A C-terminal fragment of adhesion protein fibulin-7 inhibits growth of murine breast tumor by regulating macrophage reprogramming.

Recent reports have shown that a C-terminal fragment of adhesion protein Fibulin7 (Fbln7-C) could demonstrate both antiangiogenic and anti-inflammatory activities. The current study investigated the potential of Fbln7-C as a modulator of tumor-associated macrophages (TAMs) and its potential as an anticancer therapeutic. Our in vitro data show that Fbln7-C could inhibit the tumor cell line (MDA-MB-231) supernatant-induced reprogramming of human monocytes into immunosuppressive TAMs as indicated by higher expression of pERK1/2 and pSTAT1 molecules, and reduced expression of CD206 protein and arg1, ido, and vegf transcripts in monocytes cultured in the presence of Fbln7-C compared to controls.
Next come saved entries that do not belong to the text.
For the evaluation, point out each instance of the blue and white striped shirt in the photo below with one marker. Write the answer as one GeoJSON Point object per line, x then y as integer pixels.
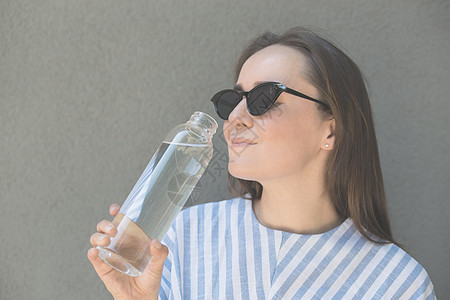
{"type": "Point", "coordinates": [219, 250]}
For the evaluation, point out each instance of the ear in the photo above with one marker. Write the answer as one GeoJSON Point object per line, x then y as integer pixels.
{"type": "Point", "coordinates": [329, 136]}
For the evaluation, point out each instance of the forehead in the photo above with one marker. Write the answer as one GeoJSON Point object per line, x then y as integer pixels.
{"type": "Point", "coordinates": [274, 63]}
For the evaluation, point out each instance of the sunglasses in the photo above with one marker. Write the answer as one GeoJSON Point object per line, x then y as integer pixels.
{"type": "Point", "coordinates": [259, 99]}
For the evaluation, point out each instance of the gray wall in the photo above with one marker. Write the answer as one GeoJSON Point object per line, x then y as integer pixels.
{"type": "Point", "coordinates": [88, 89]}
Interestingly, Fbln7-C-treated macrophages retained their altered phenotype even after the removal of Fbln7-C, and their secretome demonstrated anticancer activities. Finally, in a 4T1-induced murine breast tumor model, intravenous administration of Fbln7-C, following the appearance of measurable tumors, significantly reduced the growth and weight of the tumors. Detailed phenotypic analysis of the infiltrated monocyte/macrophage populations (F480+ Ly6G- CD11b+ ) at day 23 postinduction showed a higher percentage of inflammatory monocytes (F480+ Ly6Chi CD11b+ ) and a delayed differentiation into anti-inflammatory TAMs as evident by their reduced levels of CD206 expression. In conclusion, the above data suggest that Fbln7-C could regulate the tumor environment-induced macrophage reprogramming and has the potential for cancer therapeutics.